Ödemiş Kent Konseyi'nin Yerel Gündem 21'in hedeflerine doğru ilerleyeceğini söyleyen Atik, "Yerel Gündem 21, mevcut faaliyetlerin uzayıp giden listesi içinde yer alan sıradan bir yerel program veya proje değil, tersine, yerel yönetişimin tüm alanlarını ve aktörlerini yatay ve düşey olarak kucaklayan, bu bütünlük içerisinde yeni bir anlayış, yeni bir yönetim ahlakı geliştirilmesini içeren bir ana süreç niteliğini taşır.  21. Yüzyılın yerel gündemini oluşturmayı hedefleyen Yerel Gündem 21, katılımcılığa ve ortaklıklara dayalı “yönetişim” anlayışını ön planda tutar.

Yerel Gündem 21, halkı doğrudan ilgilendiren, günlük yaşantısında önemli bir yer tutan, somut sorunların gündemi belirlediği, tartışılıp karara bağlandığı ve uygulamaya geçirildiği bir yerel demokrasi okuludur.

Belediye, YG-21 sürecini desteklemekle kalmayarak, “içselleştirmeli” ve kendi yönetim yapısının her kademesinde “yönetişim” anlayışının yerleşmesini sağlamalıdır.

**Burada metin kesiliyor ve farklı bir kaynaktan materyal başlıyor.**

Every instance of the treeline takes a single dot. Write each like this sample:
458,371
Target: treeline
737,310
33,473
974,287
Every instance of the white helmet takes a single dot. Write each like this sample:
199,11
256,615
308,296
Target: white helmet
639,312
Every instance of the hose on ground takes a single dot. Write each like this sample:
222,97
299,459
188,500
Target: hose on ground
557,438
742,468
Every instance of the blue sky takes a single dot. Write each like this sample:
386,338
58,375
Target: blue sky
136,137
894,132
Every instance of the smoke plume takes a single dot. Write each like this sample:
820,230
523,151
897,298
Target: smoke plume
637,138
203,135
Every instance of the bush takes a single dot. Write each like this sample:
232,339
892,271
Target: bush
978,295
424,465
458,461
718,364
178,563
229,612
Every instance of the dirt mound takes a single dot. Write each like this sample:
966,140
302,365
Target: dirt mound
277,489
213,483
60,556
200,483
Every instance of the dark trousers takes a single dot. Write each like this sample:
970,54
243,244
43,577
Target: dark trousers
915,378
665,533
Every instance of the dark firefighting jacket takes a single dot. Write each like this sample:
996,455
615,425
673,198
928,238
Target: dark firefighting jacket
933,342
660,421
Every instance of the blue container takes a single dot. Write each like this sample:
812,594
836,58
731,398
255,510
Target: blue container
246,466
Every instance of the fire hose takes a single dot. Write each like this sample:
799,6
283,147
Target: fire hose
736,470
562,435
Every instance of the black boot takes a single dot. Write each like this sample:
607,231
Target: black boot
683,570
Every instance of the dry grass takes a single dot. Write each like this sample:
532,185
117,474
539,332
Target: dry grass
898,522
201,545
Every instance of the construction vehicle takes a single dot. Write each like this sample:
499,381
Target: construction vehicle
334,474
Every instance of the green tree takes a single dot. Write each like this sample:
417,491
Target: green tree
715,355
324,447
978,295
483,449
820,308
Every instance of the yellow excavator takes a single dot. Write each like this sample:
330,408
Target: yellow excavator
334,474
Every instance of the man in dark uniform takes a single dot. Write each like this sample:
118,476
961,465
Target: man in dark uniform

YG-21 süreçleri bağlamında,  yurttaşların kendi yaşamlarını yönetebilmeleri için gerekli yerel katılım olanaklarının geliştirilmesi, genelde insan haklarının ve özelde kentsel hakların korunması ve genişletilmesi, çevrenin ve “kentsel ekosistem”in korunması, tarihsel-kültürel mirasa sahip çıkılması gibi konular başta olmak üzere, yerel yönetimler ile sivil toplum kuruluşları arasında sınırsız işbirliği alanları ve olanakları bulunmaktadır.

Yerel yönetimler ile sivil toplum kuruluşları arasındaki ilişkilerin ve işbirliğinin daha da geliştirilebilmesi için, “ortaklık” kavramının yerel yönetimler açısından yetki ve kaynaklarını bölüşmek, sivil toplum kuruluşları açısından da sorumluluk yüklenmek anlamını taşıdığının daha iyi kavranması gerekmektedir. Merkezi yönetimden, bir yandan sürdürülebilir kalkınmanın gereği olan yasal ve kurumsal çerçevenin geliştirilmesine öncülük ederek, diğer yandan da “yönetişim” ilkelerinin yaşama geçirilmesini sağlayacak  “yapabilir kılıcı”  bir rol üstlenerek, YG-21 süreçlerini desteklemesi beklenmektedir” dedi.